I agree this is essentially the same proof as Euclid's, this is reinventing the wheel, but you know what they great say "great minds think alike".

[quote=Carl Fischbach;149350]I agree this is essentially the same proof as Euclid's, this is reinventing the wheel, but you know what they great say "great minds think alike".[/quote]
Did you know of Euclid's proof before you came up with this one? If you knew of it, I don't think that saying really applies.

I've heard Euclid's proof but I didn't know exactly what it was,I came up
with this proof totally independantly his.

[quote=Carl Fischbach;149305]Here's an interesting proof that primes go on forever.


( 3*5*7*11*...b) + q =2^n



On the left side of the equation you have sequence of primes ending in prime b which added to an odd number q .

If the squence of primes and q have a common factor then 2^n would have to be evenly divisable by the common factor which it cannot be, therefore q must be prime or be made up of factors greater than b.

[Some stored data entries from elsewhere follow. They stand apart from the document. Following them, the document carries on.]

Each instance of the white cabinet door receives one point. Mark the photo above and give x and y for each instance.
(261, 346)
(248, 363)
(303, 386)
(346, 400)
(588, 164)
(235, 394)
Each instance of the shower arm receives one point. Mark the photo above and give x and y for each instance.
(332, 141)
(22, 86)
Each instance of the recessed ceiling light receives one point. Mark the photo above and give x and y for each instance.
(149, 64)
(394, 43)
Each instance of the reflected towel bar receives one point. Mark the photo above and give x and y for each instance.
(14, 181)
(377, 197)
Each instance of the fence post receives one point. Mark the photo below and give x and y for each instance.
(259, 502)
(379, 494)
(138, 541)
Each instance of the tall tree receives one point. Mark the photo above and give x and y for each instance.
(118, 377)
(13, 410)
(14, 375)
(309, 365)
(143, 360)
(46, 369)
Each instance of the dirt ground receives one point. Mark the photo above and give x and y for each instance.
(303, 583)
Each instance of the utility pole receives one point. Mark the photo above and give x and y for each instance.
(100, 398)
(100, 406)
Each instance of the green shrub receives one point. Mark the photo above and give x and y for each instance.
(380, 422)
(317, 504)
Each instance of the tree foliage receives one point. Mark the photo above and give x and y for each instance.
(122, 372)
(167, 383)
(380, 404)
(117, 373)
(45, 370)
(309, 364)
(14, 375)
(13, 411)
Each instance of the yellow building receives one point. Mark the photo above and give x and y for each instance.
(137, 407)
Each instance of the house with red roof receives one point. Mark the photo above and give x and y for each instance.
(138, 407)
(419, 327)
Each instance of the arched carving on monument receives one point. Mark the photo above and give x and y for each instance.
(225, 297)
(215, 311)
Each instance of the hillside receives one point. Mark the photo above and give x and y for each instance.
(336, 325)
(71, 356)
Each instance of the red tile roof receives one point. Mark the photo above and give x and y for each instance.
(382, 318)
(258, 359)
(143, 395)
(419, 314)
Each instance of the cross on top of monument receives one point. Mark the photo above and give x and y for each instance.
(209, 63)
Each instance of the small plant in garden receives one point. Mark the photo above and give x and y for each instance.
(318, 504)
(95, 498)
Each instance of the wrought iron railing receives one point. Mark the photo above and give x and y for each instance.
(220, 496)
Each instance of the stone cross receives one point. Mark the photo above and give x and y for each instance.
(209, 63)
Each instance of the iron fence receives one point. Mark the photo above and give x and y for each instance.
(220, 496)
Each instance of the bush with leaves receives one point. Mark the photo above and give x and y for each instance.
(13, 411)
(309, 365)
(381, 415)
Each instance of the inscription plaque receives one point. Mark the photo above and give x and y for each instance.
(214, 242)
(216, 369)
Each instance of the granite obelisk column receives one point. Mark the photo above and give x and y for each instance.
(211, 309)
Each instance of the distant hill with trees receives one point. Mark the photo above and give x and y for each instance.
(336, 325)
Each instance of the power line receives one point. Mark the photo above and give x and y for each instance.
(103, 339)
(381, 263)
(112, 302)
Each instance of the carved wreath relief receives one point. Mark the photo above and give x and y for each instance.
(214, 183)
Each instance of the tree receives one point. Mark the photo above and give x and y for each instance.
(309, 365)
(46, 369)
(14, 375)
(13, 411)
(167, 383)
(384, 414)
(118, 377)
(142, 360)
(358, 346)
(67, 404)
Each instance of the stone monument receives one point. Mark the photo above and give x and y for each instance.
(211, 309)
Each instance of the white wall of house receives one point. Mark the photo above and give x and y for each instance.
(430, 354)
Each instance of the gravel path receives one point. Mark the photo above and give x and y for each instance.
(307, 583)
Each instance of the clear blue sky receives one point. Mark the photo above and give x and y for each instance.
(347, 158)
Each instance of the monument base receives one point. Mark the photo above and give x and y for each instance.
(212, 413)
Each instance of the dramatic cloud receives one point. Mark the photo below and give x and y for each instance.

This proof clearly indicates that primes go on forever.[/quote]It's very closely related to Euclid's proof

(to get Euclid's, substitute "2*3*" for "3*", 1 for q, and X for 2^n, then argue about factors of X not among [2, ..., b]),

but I like your formulation with the 2^n as an alternative. :smile:

I think you still have to proof that there are at least an infinit number of solutions with q<>1.

Best regards

Matthias

That is not very difficult.

If for all members of the sequence q is equal to 1 we have:

3*5*7*11*...*p[sub]k[/sub] + 1 = u[sub]k[/sub] + 1 = 2^n for all k.

u[sub]k[/sub] must be 3 (mod 4) for all k, but when p[sub]k+1[/sub] = 3 (mod 4) we get that u[sub]k+1[/sub] must be 1 (mod 4), so the next member of the sequence q cannot be equal to 1 in order to have a power of 2 at the right hand side.